Microbe management and contamination testing is critical for quality assurance, maintaining a consistent and reproducible final product, and of course for consumer safety. 

Using a sterile laminar hood and specialized media, the Lab attempts to grow any spoilage bacteria that may be present in your sample. Visible colonies suggest contamination at specific points in the brewing process, depending on the bacterial strain. The specific bacterial strain, however, must be identified via additional testing — see “Species Identification”.

If spoilage bacteria have been found using our Bacterial Presence test or you have initial suspicions and have requested this, the species of the bacteria can then be identified. The Lab uses a selective media allowing only a specific bacteria to grow to identify the culprit. Different species are very specific to certain types of environments. So, knowing the strain of bacteria present, Lab specialists can deduce the likely source of the contamination in the brewing process. 

Yeast Health and Growth

Contributing to flavour, colour and alcohol intensity, yeast is primarily responsible for the consistency of your finished product.

We provide several tests to assess the growth and efficiency of your yeast, as well as reliable long-term storage.

Brewers looking to troubleshoot brewing problems or change their active yeast strains should use these tests.


Yeast requires Nitrogen to grow. Free Amino Nitrogen (FAN) represents the concentration of usable Nitrogen from amino acids and small peptides. Excess FAN can cause flavour, microbial instability, and even spoilage. Excess FAN can also be further metabolized into higher alcohols like isoamyl, propanol, and isobutanol—which may taste reminiscent of paint thinner. A FAN insufficiency, on the other hand, can cause slower fermentation, off-flavours, and sweetness levels too high for standard beer. Ultimately, Free Amino Nitrogen in the wort is a good indicator of beer quality and stability, as well as yeast health, growth, and viability. Healthy levels of FAN in wort range from 150-300 ppm, 85% of which should be consumed by the end of fermentation. FAN are expressed in mg/L. 

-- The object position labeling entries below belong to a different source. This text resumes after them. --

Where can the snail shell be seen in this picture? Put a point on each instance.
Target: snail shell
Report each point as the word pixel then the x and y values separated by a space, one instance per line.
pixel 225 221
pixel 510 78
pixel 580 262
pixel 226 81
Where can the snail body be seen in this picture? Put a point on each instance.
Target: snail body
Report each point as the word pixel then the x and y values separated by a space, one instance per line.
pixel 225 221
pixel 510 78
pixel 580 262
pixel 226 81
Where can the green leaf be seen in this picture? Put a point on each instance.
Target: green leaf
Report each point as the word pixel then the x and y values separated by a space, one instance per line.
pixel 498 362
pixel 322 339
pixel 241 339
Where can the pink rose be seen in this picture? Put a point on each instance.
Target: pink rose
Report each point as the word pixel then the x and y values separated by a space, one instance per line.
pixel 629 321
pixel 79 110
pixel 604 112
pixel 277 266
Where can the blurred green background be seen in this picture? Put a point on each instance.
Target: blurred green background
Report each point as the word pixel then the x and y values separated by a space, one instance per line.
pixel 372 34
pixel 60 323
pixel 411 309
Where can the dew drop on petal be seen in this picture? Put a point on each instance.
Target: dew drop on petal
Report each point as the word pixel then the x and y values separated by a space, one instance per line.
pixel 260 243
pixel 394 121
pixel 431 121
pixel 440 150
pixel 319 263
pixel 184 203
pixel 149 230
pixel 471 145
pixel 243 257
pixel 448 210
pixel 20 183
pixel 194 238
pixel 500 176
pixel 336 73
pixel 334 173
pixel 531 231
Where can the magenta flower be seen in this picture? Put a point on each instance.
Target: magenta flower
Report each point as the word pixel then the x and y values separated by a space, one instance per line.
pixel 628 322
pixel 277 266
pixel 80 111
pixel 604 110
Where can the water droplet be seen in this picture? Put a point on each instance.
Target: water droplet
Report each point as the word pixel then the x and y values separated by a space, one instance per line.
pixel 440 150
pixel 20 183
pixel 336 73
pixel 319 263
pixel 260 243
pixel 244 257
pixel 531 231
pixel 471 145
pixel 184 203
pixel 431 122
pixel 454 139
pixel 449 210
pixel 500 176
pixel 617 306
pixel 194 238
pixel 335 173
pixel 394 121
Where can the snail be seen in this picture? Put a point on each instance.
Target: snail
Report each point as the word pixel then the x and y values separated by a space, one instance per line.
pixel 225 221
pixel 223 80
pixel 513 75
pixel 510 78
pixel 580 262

A yeast count determines the amount of healthy yeast cells in a given sample. This value is used (1) to calculate how much yeast is used for initial pitching, (2) to ensure the yeast is thriving, and (3) to verify that the yeast is reproducing sufficiently for the fermentation process. Yeast counts are carried out using a light microscope and methylene blue, which marks dead cells to facilitate counting of live cells.